Wednesday morning. Vince*, the CEO of an e-commerce business, discovers that his computer network is down. Passwords have been changed, emails deleted, and databases wiped out; no question about it, the company is the victim of a cyberattack. Despite substantial damage, Vince doesn’t panic. He knows that he can rebuild his servers thanks to his backups and that he will be able to process the 5,000 orders he receives daily. Unfortunately, the CEO is wrong. The hackers have also encrypted the valuable backups, rendering them useless. It is at that moment that the fraudsters inform Vince that he will have to pay a ransom of 1.2 million dollars if he wants to recover all his data and resume his operations.

This disaster scenario, many business leaders have experienced it in recent years. Indeed, according to a Statistics Canada study, nearly one in five companies was a victim of cybercrime in 2019. unfortunately, nearly 60% of businesses that fell victim to a cyberattack were forced to close their doors after six months.

What’s more, the situation is likely to worsen in the near future. The pandemic and related lockdowns have forced companies to reorient their business activities online, giving Web criminals more opportunities to exploit the flaws in their IT security plans.

The mirage of Backups

Like Vince, many business owners believe they are immune to security breaches because they make regular backups. In reality, whether your backups are stored on local hard drives, on a cloud service or on external media located offsite, this does not guarantee security.

“If you or your IT administrator are able to access your backups, and thereby compromise them, then so can a hacker,” indicates Yann Claudio, Vice President of My Technician. Hackers entrench themselves into a company’s computer network for an average of six months, adds Mr. Claudio. Undetectable, the digital mobsters take advantage of this period to steal sensitive data and encrypt access to servers and backups.

It is also because of this prolonged surveillance that hackers are able to recognize and thwart backup rotation routines. “There is a misconception that rotating backups is a secure practice. It isn’t. After 180 days of monitoring your practices, an ill-intentioned individual will have managed to encrypt all your backups and it is no longer you who has the key to decipher them. That’s when he’ll also encrypt your servers and demand a ransom,” adds Claudio.

When a cyberattack occurs at a company whose computer backup policy is flawed, the company often has to resort to using backups that are many months old. The information contained within may be outdated, no longer relevant or simply unusable. But these backups have to have been made in the first place!

This becomes a real headache when the administrator attempts to extract viable data from each available backup and combine it together to rebuild the network.

The consequences are disastrous. The fraud on Vince’s network resulted in a costly shutdown of his operations and significant revenue losses, not to mention the damage to his credibility in the eyes of his customers and suppliers.
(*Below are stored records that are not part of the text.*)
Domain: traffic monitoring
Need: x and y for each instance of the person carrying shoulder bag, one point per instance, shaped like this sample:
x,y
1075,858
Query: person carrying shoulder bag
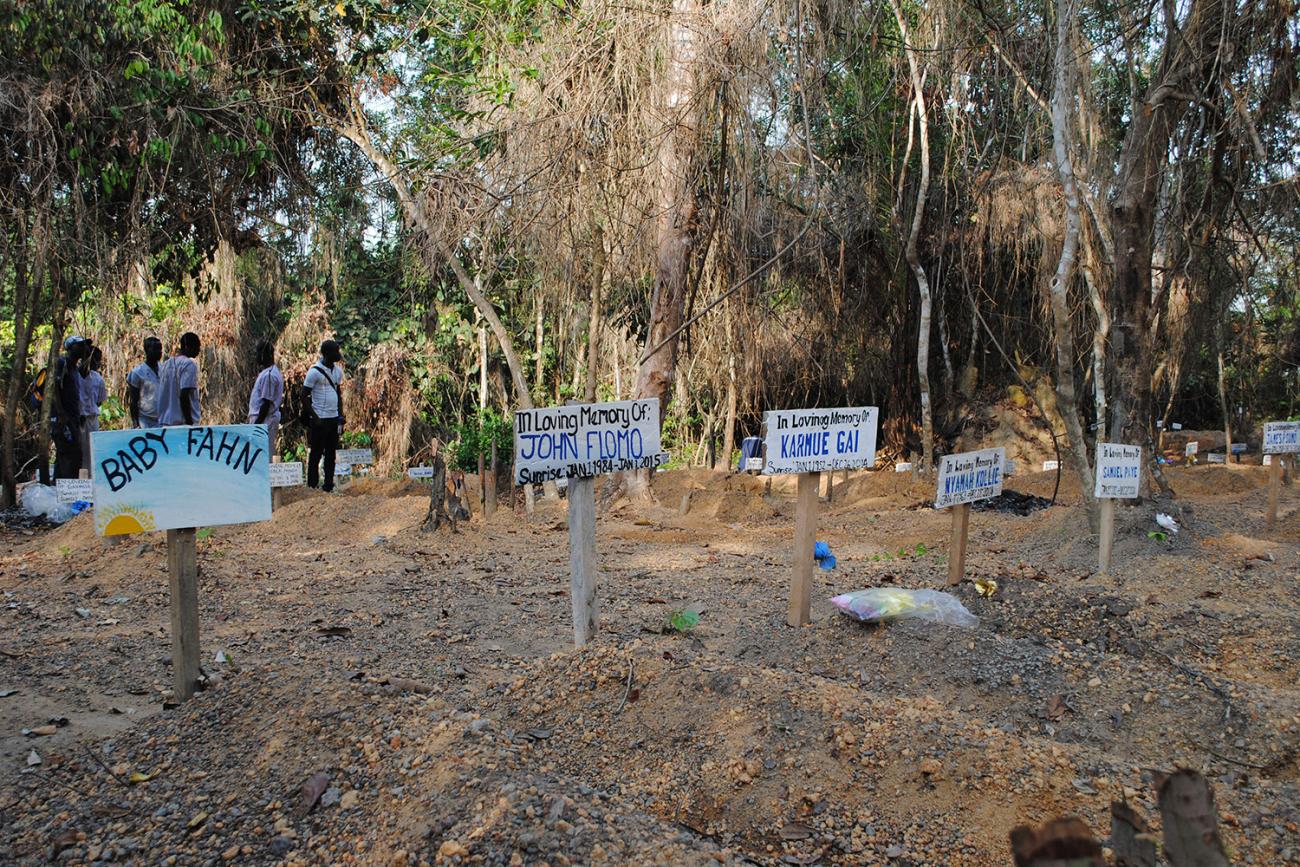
x,y
323,414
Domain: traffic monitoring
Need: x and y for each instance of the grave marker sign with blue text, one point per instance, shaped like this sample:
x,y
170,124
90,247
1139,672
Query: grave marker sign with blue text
x,y
180,477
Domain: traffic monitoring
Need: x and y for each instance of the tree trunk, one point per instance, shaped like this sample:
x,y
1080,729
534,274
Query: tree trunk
x,y
1186,60
675,221
1067,403
1222,384
593,324
918,86
25,294
729,429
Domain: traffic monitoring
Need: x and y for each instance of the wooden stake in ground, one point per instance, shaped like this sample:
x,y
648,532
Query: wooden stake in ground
x,y
962,480
182,566
811,443
1108,534
579,442
1270,516
1117,476
805,538
586,615
957,545
1279,438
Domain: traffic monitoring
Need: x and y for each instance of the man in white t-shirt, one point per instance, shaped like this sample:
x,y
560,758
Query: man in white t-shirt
x,y
323,414
178,385
267,394
94,394
142,386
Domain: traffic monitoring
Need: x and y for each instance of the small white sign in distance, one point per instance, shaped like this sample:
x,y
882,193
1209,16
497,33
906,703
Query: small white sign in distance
x,y
586,439
69,490
970,476
1281,437
1118,471
355,456
815,441
286,475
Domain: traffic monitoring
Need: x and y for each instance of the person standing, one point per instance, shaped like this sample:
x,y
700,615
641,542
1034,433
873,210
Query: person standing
x,y
268,391
178,385
94,394
323,414
142,386
65,414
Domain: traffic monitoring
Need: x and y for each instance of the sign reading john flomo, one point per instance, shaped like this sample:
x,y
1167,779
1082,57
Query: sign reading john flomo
x,y
586,439
817,441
Email phishing is one of the most common ways used by fraudsters to infiltrate networks. Through an email that seems legitimate, they trick their victims into sharing their sensitive information, thus enabling hackers to impersonate the user, take control of their inbox, steal their data, encrypt it and eventually demand a ransom payment.

To limit at the source the risk of being infiltrated by malware, many SMBs implement a data security plan. Some even go as far as sending their employees test emails to assess their reaction to the work of a hacker. 

A security plan

The best way to safeguard against the consequences of a cyberattack is to store data backups offsite on a highly secure cloud that is inaccessible to both the company and its IT administrators. If a fraud occurs, you need only contact the service provider to restore the corrupted files or IT infrastructure.

“There is no such thing as zero risk. So if you get hacked, the most important thing is not to lose any data. That’s why the backup solution needs to be highly secure and reliable. If we don’t have access to our backups, they are safe,” Yann Claudio states.

There are several ways to protect yourself from ransomware and thus avoid cyber-extortion. At My Technician, we offer a three-tiered IT security solution for increased reliability. First, all of your files, databases, applications and operating systems are stored on an isolated local storage that is equipped with an automatic system to check the integrity of your backups. These copies are then encrypted and transferred to our service provider’s cloud before being duplicated to a second data center that is inaccessible to our team. Should there be a breach, your valuable data would be one phone call away from being restored in less than 24 hours.

The idea of falling victim to ransomware—and its associated costs—is frightening to many business owners. Avoid this nightmare from becoming a reality by opting for a good data security service and strengthening your cybersecurity plan.